SOC 2 Gap Assessment

Before starting on your gap assessment, there are a few improvements that you can put in place to make your remediation period go by quicker and allow your team to focus on more nuanced gaps. While there are many ways to meet the criteria of SOC 2, these are the most common methods for meeting the most common gaps. Before starting, be aware that some of these could be a vendor’s responsibility if your business uses Software, Platform, or Infrastructure as a Service. Ensure that this is researched (such as through a Shared Responsibility Matrix) and documented for your SOC 2 Gap assessment.

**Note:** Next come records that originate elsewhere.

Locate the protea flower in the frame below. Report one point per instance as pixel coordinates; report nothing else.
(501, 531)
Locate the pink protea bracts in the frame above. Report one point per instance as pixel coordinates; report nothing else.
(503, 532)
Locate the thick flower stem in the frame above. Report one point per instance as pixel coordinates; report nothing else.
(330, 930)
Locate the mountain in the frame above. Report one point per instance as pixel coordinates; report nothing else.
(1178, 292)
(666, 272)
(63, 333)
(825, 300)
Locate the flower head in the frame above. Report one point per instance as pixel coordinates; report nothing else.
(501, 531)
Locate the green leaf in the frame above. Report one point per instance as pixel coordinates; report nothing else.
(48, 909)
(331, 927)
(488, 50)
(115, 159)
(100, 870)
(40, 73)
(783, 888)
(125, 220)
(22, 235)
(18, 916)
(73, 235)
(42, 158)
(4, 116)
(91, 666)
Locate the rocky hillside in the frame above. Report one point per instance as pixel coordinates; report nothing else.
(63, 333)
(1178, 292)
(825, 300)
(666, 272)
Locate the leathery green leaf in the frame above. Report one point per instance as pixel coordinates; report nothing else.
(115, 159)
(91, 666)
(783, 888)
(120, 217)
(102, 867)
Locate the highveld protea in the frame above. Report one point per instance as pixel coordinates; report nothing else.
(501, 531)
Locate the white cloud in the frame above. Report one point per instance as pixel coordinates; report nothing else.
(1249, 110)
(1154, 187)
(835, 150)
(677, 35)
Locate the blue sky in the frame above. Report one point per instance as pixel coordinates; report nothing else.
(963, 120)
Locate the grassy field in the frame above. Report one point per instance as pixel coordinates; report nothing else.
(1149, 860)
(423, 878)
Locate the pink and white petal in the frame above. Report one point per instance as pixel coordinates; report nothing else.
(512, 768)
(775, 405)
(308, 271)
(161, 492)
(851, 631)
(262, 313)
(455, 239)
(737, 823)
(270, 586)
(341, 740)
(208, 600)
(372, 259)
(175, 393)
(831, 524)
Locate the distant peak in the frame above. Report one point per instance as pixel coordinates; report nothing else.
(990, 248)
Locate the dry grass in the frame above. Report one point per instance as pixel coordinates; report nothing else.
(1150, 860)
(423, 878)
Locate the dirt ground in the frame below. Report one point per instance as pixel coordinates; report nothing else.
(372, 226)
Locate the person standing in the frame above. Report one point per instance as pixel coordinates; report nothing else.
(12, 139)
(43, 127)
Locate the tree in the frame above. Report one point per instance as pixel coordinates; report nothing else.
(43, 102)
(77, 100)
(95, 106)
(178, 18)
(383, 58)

1. Penetration Testing (External Assessment)

You’ll likely need an external, from outside of the environment, assessment to speak to your security controls’ effectiveness. You can meet this requirement by obtaining an annual penetration test that covers the scope of your SOC 2. From this penetration test, you’ll need to document the severity of findings and perform remediation for those findings. This process should be thoroughly documented and auditable. You’ll need to define the minimum viable option for the severity that requires remediation, though you’re typically safe with remediation of medium and more severe findings based on the CVSS score.

2. Vulnerability Scanning (Internal Assessment)

You’ll likely need an internal, from within the environment, assessment to speak to your internal environment. You can meet this requirement by scheduling quarterly vulnerability scans that cover the scope of your SOC 2. Similar to the penetration test, you’ll need to document the severity of findings and perform remediation for those findings. This process should be thoroughly documented and auditable. You’ll need to define the minimum viable option for the severity that requires remediation, though you’re typically safe with remediation of medium and more severe findings based on the CVSS score.

3. Background Checks

You are tasked with displaying that you are dedicated to ensuring the integrity of the data that your business interacts with. Background checks are an excellent way to show that you are committed to preventing those with ulterior motives from accessing the data through your company. Background checks provide additional information to help determine if your potential hire is honest, equipped to handle the work they would be assigned, and do not have criminal motivations.

4. Cyber Insurance

Part of the Risk Mitigation strategy is to ensure that an adequate insurance policy is in place to help alleviate the issues that can arise from business disruption due to technology breach or failure. This could involve data breaches that include sensitive information. You can use the types of sensitive data you interact with or collect, possibly found within a sensitive data inventory, the most common threats to your business model, and your risk assessment to determine what type of cyber insurance would be most effective for your business.

5. Risk Assessment

A Risk Assessment is necessary to understand the risk presented to your business. You can use many different sources to document your risk areas. These sources can be your external and internal security assessment findings, the sensitive information you interact with and collect from your sensitive data inventory, and the threats to your business model, including the type of business, network, and supporting infrastructure.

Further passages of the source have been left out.